The EBA went on to say that SCA purposefully allows for multiple “authentication approaches in the industry, in order to ensure that the regulatory technical standards remain technology-neutral and future-proof.”

We’ve looked at what’s in place and tested the existing protocol and its infrastructure. Authentication systems that rely on 3D Secure, with their communication among the merchant, gateway, at least two banks, the consumer and often back around again can in extreme cases take 15 seconds or more — an eternity on the web.

And there is no mystery in what that delay does to conversions. Slow and complicated checkout processes are a conversion killer.

Nearly 48% of consumers told polling firm Survata, in a Signifyd customer experience survey, that they felt frustrated by checkout experiences that redirect them to another site for credit card verification, a feature of 3D Secure. The Baymard Institute found that 28 percent of consumers abandoned their carts because checkout took too long or was too complex.

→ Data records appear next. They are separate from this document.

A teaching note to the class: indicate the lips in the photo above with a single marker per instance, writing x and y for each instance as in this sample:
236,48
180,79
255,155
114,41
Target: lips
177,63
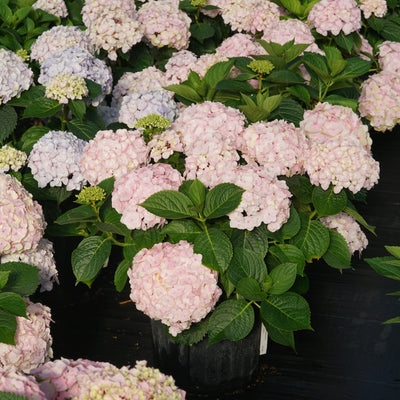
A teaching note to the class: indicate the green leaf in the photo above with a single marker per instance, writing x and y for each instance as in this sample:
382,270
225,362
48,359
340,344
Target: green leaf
250,289
338,253
121,274
386,266
42,108
89,257
232,320
312,239
327,202
288,311
169,204
246,264
13,304
8,118
216,249
221,200
283,277
182,229
23,278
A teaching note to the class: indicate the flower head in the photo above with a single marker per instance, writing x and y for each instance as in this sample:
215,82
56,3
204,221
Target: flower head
169,282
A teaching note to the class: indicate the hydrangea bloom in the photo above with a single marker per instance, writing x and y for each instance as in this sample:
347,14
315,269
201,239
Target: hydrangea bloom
375,7
12,381
327,121
169,283
55,7
111,25
55,159
379,100
11,158
335,16
57,39
148,79
15,76
136,186
77,61
277,145
41,257
342,164
90,380
164,24
113,154
249,15
389,57
348,227
65,87
32,340
137,105
21,219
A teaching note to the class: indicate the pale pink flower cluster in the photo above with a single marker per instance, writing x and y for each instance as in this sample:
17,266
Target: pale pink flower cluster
335,16
54,7
135,106
379,100
112,25
113,154
77,61
169,283
15,76
22,222
150,78
89,380
375,7
249,15
55,160
57,39
276,145
41,257
327,121
136,186
32,340
13,381
164,24
348,227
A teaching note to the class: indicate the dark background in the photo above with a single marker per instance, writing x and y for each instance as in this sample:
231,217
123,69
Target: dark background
350,354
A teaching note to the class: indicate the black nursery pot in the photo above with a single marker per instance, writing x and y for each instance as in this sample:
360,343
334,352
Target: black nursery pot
223,367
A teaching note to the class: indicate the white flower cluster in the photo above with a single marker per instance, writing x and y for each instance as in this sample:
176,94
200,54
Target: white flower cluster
15,76
77,61
55,160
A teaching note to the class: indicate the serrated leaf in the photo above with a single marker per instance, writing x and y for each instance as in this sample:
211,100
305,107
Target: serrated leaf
232,320
216,249
288,311
221,200
89,257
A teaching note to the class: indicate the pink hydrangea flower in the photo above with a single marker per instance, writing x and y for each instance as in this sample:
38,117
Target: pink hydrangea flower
379,100
335,16
57,39
112,25
341,163
90,380
277,145
136,186
22,222
327,121
41,257
164,24
32,340
113,154
13,381
169,283
55,160
348,227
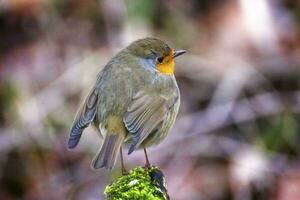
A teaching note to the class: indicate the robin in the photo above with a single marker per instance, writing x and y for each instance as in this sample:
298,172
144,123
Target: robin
134,101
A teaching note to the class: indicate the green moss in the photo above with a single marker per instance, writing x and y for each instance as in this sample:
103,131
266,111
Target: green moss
140,183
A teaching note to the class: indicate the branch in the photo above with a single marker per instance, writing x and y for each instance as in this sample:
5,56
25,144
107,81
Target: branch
139,183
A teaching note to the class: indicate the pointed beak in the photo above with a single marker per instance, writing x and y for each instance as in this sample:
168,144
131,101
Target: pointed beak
178,53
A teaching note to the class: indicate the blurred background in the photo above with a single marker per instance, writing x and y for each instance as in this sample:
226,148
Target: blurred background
237,135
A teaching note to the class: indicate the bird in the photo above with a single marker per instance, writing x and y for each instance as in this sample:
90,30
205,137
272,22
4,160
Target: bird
133,103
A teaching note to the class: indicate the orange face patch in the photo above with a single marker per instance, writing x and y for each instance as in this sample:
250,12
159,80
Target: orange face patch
167,65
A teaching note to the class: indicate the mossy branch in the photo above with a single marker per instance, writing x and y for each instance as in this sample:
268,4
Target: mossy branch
139,183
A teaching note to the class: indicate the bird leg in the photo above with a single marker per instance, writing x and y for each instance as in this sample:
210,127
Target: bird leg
124,171
147,165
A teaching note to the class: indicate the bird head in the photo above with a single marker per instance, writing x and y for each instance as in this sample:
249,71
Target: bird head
155,54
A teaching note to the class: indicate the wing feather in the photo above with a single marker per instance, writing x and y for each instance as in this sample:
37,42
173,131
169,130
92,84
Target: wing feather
143,116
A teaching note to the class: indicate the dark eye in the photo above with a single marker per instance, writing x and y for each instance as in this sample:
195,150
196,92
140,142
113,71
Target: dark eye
160,59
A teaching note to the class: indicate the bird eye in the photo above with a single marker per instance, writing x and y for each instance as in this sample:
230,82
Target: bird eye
160,59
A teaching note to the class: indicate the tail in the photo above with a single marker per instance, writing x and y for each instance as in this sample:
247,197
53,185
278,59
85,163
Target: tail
85,115
109,151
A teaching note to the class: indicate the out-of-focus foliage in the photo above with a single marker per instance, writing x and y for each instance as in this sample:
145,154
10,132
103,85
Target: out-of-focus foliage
237,133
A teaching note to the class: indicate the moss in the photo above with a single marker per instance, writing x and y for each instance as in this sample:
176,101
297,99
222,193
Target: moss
140,183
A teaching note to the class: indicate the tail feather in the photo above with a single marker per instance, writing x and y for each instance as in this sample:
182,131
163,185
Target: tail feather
109,151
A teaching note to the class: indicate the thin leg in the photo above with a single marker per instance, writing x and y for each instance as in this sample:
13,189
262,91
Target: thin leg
124,171
147,165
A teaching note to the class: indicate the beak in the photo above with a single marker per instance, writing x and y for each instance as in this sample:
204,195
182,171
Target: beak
178,53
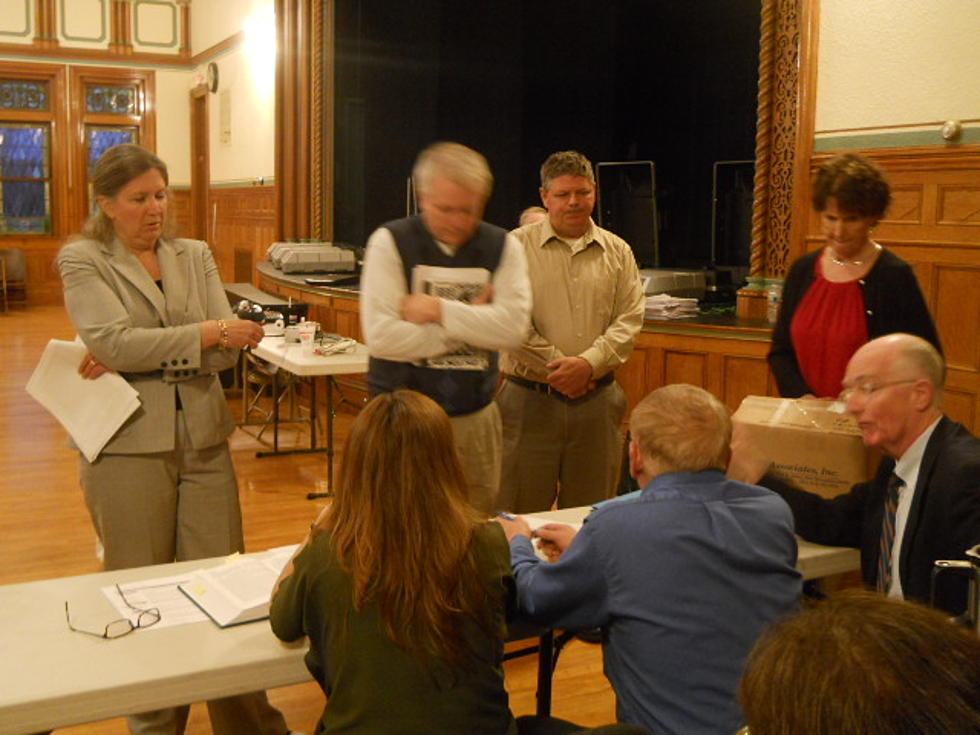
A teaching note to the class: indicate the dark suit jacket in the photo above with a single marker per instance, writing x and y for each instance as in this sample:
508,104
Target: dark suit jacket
943,522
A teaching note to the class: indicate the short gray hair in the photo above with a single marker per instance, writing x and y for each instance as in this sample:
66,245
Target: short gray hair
454,161
565,163
920,357
683,427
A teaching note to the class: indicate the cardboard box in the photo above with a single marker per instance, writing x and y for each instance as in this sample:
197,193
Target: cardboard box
813,443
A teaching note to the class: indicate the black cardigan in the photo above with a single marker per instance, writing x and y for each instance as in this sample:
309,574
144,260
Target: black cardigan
893,302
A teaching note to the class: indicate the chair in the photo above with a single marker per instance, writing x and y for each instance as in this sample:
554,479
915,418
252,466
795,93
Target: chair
13,276
257,380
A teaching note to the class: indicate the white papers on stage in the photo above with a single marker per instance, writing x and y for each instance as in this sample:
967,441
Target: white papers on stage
662,306
455,284
90,410
239,591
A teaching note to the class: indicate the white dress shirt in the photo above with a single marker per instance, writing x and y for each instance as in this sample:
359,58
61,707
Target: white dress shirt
907,468
499,325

The way to completely sidestep the problems with 3D Secure as a protocol is to take ownership of SCA by building or buying a holistic approach to meeting PSD2 obligations. We expect that the best customer experience under PSD2 will involve a machine-learning-based SCA provider conducting dynamic fraud analysis for online retailers, then passing the SCA decision down the 3D Secure rails to eliminate delays in approval, minimise customer friction, and maximise authorisation rates.

Such a system, relying on a vast amount of transaction data, provides just the right scrutiny for each order to protect consumers and retailers from fraudulent credit card transactions while avoiding the added friction brought on by a one-size-fits-all, legacy 3D-Secure-powered system.

The holistic approach allows for near instantaneous SCA review and more accurate decisions based on the significantly more data processed by the system’s learning machines, as opposed to passing down that data all the way to the issuing banks and back. The system should have the added advantage of shifting all liability away from the merchant, onto the issuing bank in the case of 3D-Secure-authorised transactions, or onto the SCA provider for any transaction that would require a step-up or be declined.

Fortunately, the technology to build a successful and sustainable PSD2 solution, fully compliant with the requirements for SCA, is available today. Instead of banking on exceptions, retailers should fix the problems that don’t protect their customers’ payment information.

While the details of this innovative approach to PSD2 are important, it’s the underlying thinking that is vital to executing a successful PSD2 strategy. It starts with embracing the new SCA requirements rather than trying to avoid them through a pretzel of exemptions.

Because in the end, coming to grips with the reality of PSD2 and its SCA requirements is the only way to achieve the noble goals of the regulation without breaking the customer experience they’ve worked so hard to foster.